TOP FIVE THINGS YOU OUGHT TO KNOW ABOUT KWANZAA
1. KWANZAA was founded in 1966 by Maulana Karenga as a result of the Black Power Movement & a year after the racial motivated riots in L.A. Karenga said, Kwanzaa was started as,
“a necessary minimum set of principles by which black people must live in order to begin to rescue and reconstruct our history and lives.”2. KWANZAA is not a religious holiday. It means "first fruits" from the Swahili phrase "matunda ya kwanza."
3. KWANZAA is celebrated with seven principles, each holding it's own significant meaning:
- * UMOJA - UNITY: to strive for & maintain unity in the family, community, nation & race.
- * KUJICHAGULIA - SELF DETERMINATION: to define ourselves, name ourselves, create for ourselves & speak for ourselves.
- * UJIMA - COLLECTIVE WORK & RESPONSIBILITY: to build & maintain our community together & make our brother's & sister's problems our problems & to solve them together.
- * UJAMMA - COOPERATIVE ECONOMICS: to build & maintain our own stories, shops & other businesses & to profit from them together.
- * NIA - PURPOSE: to make our collective vocation the building & developing of our community in order to restore our people to their traditional greatness.
- * KUUMBA - CREATIVITY: to do always as much as we can, in the way we can, in order to leave our community more beautiful & beneficial than we inherited.

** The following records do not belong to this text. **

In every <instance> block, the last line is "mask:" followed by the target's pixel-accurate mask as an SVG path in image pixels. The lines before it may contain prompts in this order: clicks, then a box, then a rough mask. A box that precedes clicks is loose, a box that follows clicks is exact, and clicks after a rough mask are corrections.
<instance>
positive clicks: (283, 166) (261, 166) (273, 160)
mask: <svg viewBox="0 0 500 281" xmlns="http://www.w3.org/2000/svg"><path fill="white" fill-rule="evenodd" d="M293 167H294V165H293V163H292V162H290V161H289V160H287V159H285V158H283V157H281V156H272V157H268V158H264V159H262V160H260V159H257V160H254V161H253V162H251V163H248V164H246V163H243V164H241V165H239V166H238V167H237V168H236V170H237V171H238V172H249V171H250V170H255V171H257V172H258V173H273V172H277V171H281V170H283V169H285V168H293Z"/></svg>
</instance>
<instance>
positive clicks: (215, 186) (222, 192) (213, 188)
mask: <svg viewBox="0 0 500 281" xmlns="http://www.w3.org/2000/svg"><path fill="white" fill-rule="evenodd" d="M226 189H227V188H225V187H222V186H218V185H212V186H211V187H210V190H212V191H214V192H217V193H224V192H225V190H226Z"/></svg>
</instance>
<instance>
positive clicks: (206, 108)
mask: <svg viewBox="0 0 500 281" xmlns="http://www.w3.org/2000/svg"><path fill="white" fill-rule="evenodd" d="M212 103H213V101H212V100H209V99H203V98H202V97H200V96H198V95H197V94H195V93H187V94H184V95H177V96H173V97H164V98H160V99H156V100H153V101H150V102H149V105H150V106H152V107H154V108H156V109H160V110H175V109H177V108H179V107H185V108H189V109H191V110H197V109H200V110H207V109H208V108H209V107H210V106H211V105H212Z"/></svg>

- * IMANI - FAITH: to believe with all our heart in our people, our parents, our leaders & the righteousness & victory of our struggle.
4. KWANZAA'S official colors are RED (the stuggle of the African people), BLACK (earth) & GREEN (hope & future).
5. KWANZAA had it's first full length film, "The Black Candle," featured in 2008. It was narrated by Maya Angelou and directed by M.K. Asante, Jr., which features interviews with rappers Chuck D., founder, and NFL star Jim Brown.